Implementing New Infrastructure Improvements through Measure M
To execute these plans effectively, a series of strategic initiatives has been put forth for managing these projects.
- Staff capacity planning. To realize the ambitions of the Measure M project, there needs to be adequate staffing with the right personnel. Strategic consultants will assist the project in identifying, recruiting, and retaining top talent for the project’s core staff. Some processes can be streamlined or automated to keep costs down. There will also be a new initiative to partner with LA’s community colleges to integrate transportation studies into core curricula.
- Acquisition process innovation. Within the construction industry, contracts are developed independently for individual projects. There are many types of contract delivery systems, which can complicate these processes. Finding new ways to make the procurement process more efficient can save time, reduce costs, and improve the flow of project management. These initiatives can include working with private industry for innovation, streamlining processes and documentation procedures, and creating opportunities for small businesses to become involved.
A stronger project budget process.
- This time around, there’s been a significant increase in the number and scope of projects that Measure M will deliver. Life of Project (LoP) budgets will need to be ascertained for these projects.

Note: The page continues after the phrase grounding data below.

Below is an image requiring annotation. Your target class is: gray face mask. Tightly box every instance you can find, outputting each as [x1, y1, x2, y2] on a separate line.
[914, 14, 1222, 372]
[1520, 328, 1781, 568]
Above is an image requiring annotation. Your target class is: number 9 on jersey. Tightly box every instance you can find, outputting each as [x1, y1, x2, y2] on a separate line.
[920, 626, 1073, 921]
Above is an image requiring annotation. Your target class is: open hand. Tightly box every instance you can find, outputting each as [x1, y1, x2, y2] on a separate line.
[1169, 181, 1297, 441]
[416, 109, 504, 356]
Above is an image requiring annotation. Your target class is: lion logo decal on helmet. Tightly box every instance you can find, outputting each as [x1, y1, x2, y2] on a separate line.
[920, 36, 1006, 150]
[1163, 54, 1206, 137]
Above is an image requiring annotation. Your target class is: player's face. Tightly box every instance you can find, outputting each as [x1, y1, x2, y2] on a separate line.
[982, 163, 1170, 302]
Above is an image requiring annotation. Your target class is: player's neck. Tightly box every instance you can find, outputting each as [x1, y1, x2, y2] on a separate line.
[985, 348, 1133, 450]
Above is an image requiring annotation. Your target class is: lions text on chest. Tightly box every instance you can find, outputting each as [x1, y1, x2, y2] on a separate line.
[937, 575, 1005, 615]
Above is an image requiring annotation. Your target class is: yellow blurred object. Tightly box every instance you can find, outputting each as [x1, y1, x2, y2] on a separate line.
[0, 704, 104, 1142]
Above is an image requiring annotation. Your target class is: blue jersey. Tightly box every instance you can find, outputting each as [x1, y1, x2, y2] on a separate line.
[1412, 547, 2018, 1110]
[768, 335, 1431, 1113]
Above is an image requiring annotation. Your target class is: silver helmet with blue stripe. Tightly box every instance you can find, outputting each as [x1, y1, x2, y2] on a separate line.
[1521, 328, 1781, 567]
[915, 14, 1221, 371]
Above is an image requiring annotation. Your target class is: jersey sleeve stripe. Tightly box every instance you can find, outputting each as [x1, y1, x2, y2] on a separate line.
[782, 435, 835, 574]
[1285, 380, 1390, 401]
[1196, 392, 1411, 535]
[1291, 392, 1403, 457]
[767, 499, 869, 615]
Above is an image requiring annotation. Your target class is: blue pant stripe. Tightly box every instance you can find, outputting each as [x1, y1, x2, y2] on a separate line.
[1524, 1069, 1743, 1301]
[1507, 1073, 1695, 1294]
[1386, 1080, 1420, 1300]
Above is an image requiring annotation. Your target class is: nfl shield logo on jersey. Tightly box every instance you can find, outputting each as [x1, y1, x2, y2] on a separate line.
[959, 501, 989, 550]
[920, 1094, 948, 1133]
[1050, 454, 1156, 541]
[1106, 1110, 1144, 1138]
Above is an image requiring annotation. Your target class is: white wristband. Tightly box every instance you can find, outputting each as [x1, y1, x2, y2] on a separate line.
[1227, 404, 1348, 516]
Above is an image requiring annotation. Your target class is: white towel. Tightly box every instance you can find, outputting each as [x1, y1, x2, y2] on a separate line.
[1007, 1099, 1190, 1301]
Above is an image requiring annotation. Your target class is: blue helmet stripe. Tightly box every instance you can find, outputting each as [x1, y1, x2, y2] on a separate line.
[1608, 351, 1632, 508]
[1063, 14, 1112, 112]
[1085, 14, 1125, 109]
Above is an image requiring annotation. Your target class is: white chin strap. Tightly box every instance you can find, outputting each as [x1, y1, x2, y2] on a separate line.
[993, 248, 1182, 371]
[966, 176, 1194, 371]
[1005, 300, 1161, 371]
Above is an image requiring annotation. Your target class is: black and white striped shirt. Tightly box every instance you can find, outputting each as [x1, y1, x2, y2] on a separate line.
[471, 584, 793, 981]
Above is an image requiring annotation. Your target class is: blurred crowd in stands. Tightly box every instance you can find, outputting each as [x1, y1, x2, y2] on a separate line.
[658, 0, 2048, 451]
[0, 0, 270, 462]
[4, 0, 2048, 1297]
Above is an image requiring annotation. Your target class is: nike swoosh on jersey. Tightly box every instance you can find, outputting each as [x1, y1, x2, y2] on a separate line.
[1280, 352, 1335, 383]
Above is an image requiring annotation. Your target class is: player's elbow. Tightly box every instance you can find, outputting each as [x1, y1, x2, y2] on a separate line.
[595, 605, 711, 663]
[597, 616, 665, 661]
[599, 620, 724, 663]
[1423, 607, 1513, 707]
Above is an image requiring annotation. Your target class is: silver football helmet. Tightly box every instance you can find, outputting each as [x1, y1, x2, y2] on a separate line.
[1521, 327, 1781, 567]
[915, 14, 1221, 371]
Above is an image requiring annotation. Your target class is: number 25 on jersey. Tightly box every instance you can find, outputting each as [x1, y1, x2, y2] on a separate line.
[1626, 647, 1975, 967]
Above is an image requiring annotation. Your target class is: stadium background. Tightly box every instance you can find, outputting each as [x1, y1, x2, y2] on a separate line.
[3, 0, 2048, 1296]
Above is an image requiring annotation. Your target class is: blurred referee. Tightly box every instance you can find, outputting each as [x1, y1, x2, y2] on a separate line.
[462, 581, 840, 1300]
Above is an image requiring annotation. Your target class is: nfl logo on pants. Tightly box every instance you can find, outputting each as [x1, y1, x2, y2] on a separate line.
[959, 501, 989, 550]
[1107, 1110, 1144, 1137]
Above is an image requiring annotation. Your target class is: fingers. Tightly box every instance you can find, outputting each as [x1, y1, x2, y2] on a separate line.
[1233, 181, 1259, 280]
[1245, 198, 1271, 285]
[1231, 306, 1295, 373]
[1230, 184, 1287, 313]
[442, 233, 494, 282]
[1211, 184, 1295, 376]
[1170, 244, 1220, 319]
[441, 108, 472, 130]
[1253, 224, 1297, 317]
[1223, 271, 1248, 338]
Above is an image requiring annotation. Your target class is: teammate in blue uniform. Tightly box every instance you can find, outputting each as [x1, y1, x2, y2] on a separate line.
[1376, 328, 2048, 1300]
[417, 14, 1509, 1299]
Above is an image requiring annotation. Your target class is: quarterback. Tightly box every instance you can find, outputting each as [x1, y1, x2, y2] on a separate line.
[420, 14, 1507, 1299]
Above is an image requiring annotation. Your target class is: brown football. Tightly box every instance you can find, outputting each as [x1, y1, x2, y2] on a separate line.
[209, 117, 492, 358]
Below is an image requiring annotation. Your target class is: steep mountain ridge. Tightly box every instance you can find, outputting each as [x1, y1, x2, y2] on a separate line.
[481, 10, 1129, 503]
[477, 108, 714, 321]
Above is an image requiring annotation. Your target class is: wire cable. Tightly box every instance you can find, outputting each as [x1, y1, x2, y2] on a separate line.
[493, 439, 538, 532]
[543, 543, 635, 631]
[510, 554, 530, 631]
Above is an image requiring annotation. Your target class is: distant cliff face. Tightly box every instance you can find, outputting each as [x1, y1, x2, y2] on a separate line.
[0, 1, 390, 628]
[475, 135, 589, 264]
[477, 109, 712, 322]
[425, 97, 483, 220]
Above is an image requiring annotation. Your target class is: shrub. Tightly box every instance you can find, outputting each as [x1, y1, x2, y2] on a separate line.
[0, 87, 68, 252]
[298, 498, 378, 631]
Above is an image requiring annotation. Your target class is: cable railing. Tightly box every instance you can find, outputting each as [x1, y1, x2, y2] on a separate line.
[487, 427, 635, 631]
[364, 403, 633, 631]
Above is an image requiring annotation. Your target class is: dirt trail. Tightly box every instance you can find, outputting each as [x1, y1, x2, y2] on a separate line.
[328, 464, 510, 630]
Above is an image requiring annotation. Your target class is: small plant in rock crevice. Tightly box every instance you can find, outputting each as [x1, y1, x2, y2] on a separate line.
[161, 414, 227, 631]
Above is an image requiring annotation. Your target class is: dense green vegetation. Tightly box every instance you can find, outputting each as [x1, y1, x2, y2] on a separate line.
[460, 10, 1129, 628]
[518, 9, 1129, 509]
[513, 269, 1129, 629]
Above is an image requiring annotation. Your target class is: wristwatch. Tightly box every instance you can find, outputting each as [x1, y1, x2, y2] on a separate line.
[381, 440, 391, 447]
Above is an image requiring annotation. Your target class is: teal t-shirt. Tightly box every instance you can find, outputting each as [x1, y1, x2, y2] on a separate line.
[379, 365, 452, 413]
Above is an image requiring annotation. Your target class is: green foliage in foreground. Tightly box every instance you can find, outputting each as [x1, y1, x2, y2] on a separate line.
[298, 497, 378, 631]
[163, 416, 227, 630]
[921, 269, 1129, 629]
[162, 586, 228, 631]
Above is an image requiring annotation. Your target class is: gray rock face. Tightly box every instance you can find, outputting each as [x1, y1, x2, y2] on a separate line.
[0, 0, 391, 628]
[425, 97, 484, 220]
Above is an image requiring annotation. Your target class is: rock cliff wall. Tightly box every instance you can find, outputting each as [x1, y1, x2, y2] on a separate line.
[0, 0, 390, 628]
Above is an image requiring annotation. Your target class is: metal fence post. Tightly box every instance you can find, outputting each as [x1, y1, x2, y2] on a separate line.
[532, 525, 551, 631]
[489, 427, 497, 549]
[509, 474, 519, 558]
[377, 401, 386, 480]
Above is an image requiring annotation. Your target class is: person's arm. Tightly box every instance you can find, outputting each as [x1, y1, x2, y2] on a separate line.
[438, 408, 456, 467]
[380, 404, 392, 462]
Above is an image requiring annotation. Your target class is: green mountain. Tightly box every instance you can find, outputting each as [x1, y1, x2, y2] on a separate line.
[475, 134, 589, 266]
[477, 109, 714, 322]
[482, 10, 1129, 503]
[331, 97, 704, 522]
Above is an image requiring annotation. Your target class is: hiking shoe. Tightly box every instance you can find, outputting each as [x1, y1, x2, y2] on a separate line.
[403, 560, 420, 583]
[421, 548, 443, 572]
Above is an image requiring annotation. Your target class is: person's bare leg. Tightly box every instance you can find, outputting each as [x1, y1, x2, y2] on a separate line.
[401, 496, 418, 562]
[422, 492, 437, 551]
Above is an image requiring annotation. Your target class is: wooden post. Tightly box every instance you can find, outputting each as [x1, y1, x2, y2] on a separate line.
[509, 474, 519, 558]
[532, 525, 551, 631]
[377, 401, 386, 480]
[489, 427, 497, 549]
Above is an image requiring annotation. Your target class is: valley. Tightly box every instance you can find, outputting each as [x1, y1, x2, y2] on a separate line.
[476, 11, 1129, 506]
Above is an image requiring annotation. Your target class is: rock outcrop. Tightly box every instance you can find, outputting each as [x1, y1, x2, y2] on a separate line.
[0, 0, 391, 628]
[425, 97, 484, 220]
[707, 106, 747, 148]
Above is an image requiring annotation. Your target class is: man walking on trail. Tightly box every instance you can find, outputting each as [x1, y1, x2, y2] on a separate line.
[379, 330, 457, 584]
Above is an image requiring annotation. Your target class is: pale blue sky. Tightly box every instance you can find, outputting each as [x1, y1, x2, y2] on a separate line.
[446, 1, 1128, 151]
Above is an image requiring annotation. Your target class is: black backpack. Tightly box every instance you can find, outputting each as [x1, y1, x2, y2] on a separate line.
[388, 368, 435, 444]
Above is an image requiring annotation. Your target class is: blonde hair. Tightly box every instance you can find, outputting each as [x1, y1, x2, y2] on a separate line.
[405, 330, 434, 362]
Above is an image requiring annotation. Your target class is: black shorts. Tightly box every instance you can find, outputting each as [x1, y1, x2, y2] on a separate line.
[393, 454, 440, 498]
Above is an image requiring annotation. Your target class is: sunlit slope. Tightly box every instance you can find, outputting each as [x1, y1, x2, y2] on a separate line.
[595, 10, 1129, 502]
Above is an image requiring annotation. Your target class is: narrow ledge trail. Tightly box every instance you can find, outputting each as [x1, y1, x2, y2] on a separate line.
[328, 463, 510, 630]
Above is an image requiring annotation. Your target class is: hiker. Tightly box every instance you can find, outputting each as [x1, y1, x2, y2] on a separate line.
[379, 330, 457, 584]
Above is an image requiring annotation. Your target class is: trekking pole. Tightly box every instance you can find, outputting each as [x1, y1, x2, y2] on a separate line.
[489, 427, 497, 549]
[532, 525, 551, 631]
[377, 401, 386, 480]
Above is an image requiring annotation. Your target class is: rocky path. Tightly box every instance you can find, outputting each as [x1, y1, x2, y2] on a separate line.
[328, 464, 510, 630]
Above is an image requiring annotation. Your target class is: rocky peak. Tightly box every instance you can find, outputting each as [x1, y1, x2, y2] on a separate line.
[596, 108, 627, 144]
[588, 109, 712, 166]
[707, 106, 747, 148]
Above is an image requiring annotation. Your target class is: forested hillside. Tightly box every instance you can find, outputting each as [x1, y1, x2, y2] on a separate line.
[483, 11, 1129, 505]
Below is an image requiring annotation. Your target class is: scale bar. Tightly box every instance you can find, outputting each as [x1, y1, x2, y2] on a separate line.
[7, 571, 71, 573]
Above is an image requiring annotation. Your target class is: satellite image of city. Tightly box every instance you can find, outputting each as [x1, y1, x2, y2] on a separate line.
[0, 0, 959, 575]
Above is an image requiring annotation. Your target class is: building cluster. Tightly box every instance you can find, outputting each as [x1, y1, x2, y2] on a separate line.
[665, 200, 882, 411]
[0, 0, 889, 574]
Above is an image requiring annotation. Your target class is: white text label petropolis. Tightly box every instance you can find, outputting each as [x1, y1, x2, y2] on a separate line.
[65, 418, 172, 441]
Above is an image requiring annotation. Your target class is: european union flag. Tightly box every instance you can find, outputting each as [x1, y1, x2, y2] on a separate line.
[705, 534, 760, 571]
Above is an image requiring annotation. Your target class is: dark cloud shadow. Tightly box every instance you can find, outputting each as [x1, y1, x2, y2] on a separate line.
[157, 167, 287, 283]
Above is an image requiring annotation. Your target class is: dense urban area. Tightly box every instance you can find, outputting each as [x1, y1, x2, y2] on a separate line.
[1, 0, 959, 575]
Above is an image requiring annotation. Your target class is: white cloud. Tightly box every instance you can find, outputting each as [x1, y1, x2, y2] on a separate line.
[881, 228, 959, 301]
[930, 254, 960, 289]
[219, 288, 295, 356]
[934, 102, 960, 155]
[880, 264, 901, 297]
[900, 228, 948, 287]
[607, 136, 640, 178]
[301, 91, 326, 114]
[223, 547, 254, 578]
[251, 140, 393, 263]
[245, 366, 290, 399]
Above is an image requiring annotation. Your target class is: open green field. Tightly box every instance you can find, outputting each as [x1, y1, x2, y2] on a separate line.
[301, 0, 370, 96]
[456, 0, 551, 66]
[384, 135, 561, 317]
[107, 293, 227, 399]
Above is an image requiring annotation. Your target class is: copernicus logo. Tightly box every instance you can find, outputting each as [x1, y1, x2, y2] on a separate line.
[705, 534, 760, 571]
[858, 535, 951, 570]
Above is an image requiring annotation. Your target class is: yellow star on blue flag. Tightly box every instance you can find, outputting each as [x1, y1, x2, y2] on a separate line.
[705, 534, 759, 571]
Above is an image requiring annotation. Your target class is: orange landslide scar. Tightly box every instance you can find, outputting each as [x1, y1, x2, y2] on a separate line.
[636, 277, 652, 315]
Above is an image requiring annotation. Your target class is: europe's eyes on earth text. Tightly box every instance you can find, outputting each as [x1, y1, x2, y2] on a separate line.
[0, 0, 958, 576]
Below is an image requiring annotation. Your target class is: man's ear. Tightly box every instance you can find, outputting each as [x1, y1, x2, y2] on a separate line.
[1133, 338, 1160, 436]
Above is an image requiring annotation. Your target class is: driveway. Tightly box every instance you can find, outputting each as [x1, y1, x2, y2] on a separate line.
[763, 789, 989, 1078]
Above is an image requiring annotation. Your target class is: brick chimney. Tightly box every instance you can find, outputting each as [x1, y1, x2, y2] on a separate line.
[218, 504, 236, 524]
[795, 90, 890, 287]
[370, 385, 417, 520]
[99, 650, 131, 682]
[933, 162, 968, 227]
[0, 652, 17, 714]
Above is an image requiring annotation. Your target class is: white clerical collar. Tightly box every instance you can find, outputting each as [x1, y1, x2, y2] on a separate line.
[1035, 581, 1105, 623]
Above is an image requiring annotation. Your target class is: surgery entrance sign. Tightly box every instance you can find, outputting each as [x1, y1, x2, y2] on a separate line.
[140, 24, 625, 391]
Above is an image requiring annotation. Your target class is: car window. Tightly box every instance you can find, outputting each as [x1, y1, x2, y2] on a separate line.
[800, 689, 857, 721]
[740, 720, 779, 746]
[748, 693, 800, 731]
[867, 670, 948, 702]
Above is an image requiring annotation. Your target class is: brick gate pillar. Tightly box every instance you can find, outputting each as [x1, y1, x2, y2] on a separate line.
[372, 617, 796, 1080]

- Detailed technical documentation. Measure M also involves a new Technical Documents initiative, which involves reviewing the prescriptive versus performance-oriented parameters of contracts, reducing the number of submittals and approvals that are necessary, and promoting emerging technologies.
- Quality management initiatives. There will be a thorough review of the LA Metro’s Quality Management Program (QMP) and accompanying Quality Management Program Manual (QMPM) documentation. This will account for new best practices derived from the experiences of other transit agencies.
- Third party utility interfaces. Third party utility related issues are one of the foremost causes of project delays, in terms of both development and delivery. Utility strategic planning, organizational structure analysis, and expansion of the pool of participating contractors will be involved in the process, via a newly established Municipal/Utility Task Force.
- Alliances with external jurisdictions. One of the biggest contributors to a successful project delivery under Measure M is the success of coordination among stakeholders and third parties. This includes close cooperation between the City of Los Angeles and the Los Angeles Metro Area, including joint strategic planning, mutual agreement regarding design criteria, and other initiatives.
Funding the Future of California’s Transportation Infrastructure
With just a modest increase in the county’s sales taxes, Measure M will generate promising new funds for a variety of projects to improve the Los Angeles area’s transportation infrastructure. This will address a wide variety of existing problems, both major and minor.
At Cordoba Corp, we have a long history of close involvement with the LA Area’s infrastructural initiatives. From our perspective, Measure M is a much-needed means to inject necessary funding into infrastructure initiatives, ultimately making Los Angeles a better place for its residents.